Security researchers have discovered a new Ursnif malware delivery campaign that leverages Excel 4.0 macro functionality
In an analysis of one delivery campaign involving Ursnif malware (also known as Gozi) that dated back to January 2020, IT services provider Morphisec discovered that many of the malicious files used .xlsm as their extension. They also seemed to have “3” as their detection score, a rating too low to have static heuristic-based approaches flag the files as suspicious.
This caused many detection-based anti-malware products to miss the files. Once opened, these files leveraged text to ask that users enable editing and content capabilities. This technique helped the files evade OCR heuristic detection methods more easily than if the files used images to initiate the same request.
Enabling the content activated a defining capability of the widely used Excel 4.0: the use of macro worksheets to deploy XLM macros. In this particular case, the heavily obfuscated sheet was able to hide, and leverage “RUN” commands before ending with some “CALL” and “EXEC” instructions. Those instructions initiated a process that allowed the Excel 4.0 macros to download Ursnif via the Win32 API function.
Other Attacks Involving Ursnif
Security researchers have detected several Ursnif campaigns over the past year. For instance, in August 2019, threat researchers Fortinet spotted a campaign that used Microsoft Word documents to spread a different variant of the malware.

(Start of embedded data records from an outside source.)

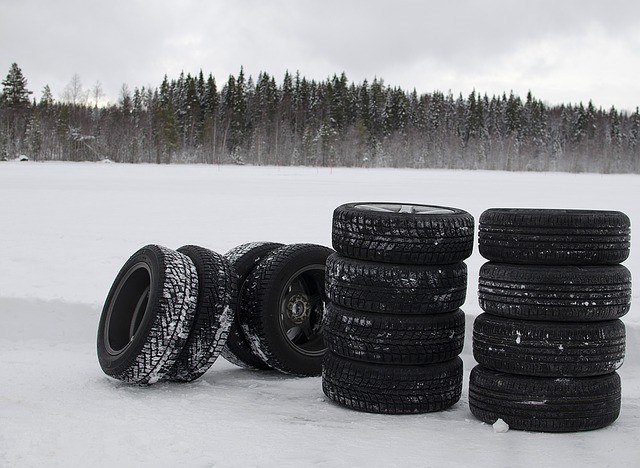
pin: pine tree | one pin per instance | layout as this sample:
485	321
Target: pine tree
14	89
47	97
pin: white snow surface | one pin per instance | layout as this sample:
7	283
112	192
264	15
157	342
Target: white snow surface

In early 2020, the SANS Internet Storm Center discovered a malspam campaign that targeted German users with password-protected ZIP archives delivering the payload. More recently, in April of 2020, corporate network security provider Zscaler, observed a campaign that embraced mshta, as opposed to PowerShell, for its second-stage payload before ultimately delivering the Gozi trojan.
How to Defend Against Malicious Macros
IT pros can help defend against malicious macros by implementing logging and reviewing logs for suspicious activity that could indicate a malware infection. Companies would also be wise to invest in continuous security training so that employees will be less likely to open email attachments that carry malicious macros.